We really have work to do

And evolution had more than a one hundred year head start on global warming (with the public!)

Climate scientists and educators can actually learn a lot from the long battles over the teaching of evolution in schools.


Caspar Henderson said...

My, that Google predictor can turn into an effective reinforcement of ignorance and willful stupidity. Scarey

david lewis said...

www.google.no, i.e. Google Norway, produced this as the third term displayed in the drop down AutoComplete box:

just a theory so well is gravity and i do not see you jumping out of buildings

Imagine the sheer number of people required to search using this thought in order for it to get this high in Google Autocomplete....

david lewis said...

I meant to also include a link to an NPR story aired about a year ago "Defending Climate Science's Place in The Classroom".

NPR says: "The National Center for Science Education has long defended educators' right to teach evolution in public schools. Now climate science too is under attack. NCSE executive director Eugenie Scott talks about how teachers and parents can fight the push to get climate change denial into the classroom."

I read your October 20 2011 post "Can we make the climate part of the human world" that you linked to in this post.

What came to my mind was my reading of a play by Sophocles, i.e. Antigone, some twenty years ago. I don't have a copy in front of me.

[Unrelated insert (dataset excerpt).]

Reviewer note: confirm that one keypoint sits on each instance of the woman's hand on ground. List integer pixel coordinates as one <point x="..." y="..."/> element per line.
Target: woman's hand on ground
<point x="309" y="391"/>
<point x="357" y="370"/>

But what is in there are two references that I took to be indicative of a contradiction in Greek thought that still exists today.

One, the Earth is described as inexhaustible. Two, the Earth is described as inevitably being exhausted. The reference has something to do with an observation that ploughing and growing food year after year after year must in the end wear the land out.

The Greeks had some realization that they had ruined their home country by logging which caused much topsoil to run off into the sea. But they were seafarers and great traders who could rely on distant sources for anything their practices at home caused their homeland to no longer produce.

What we face now is a necessity to resolve this contradiction, to realize we can "run out of planet" in a way that has serious consequences compared to running out of enough arable land in our home country.

Simon Donner said...

David: The contradiction in Greek thought that you report seems to foreshadow much more modern debates about Malthus and the Limits to Growth ideas. Perhaps we are as divided on the issue of resource scarcity today as in ancient times.